5: A. Philip Randolph

Raised on Jacksonville’s Eastside, Asa Philip Randolph was a born rebel. His radical early writings and protests led the government to dub him the most dangerous African-American in the country. He emerged as major force in the early civil rights and labor movement and founded the Brotherhood of Sleeping Car Porters, the first predominantly black labor union. He was instrumental in the movement that ended hiring discrimination and segregation in the U.S. military in the 1940s. Never one to rest on his laurels, he and Bayard Rustin organized Martin Luther King’s March on Washington in 1963.

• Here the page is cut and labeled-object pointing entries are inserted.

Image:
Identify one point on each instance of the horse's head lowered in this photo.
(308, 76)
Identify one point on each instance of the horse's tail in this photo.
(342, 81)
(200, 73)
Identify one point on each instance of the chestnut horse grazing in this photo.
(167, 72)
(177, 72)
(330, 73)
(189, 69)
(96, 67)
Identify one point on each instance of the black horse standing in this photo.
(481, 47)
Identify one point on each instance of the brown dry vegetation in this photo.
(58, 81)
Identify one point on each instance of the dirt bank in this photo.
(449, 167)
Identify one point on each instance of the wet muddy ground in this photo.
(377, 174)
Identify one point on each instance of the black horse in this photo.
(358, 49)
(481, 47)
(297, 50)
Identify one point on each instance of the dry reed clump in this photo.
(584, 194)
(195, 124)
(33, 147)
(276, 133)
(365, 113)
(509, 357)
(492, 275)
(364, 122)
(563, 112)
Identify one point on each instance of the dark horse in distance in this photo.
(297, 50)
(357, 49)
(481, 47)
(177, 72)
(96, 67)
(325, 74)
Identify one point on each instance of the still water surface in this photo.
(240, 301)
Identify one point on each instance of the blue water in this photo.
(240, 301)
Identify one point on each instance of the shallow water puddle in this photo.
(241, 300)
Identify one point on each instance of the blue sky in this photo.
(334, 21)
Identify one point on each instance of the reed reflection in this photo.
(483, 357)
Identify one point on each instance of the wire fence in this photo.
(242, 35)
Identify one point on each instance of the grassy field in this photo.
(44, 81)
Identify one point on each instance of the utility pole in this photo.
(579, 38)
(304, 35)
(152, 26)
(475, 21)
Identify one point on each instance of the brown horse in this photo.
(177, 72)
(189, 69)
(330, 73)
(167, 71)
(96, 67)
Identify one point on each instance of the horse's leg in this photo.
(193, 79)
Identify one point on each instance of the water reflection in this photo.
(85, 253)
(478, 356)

Randolph’s story makes him the perfect subject for street art. One of his most famous quotes goes, “Justice is never given; it is exacted and the struggle must be continuous for freedom is never a final fact, but a continuing evolving process to higher and higher levels of human, social, economic, political and religious relationship.” Seriously, picture Randolph’s face, Shepard Fairey style, surrounded by the words “justice is never given, it is exacted.” The art basically creates itself.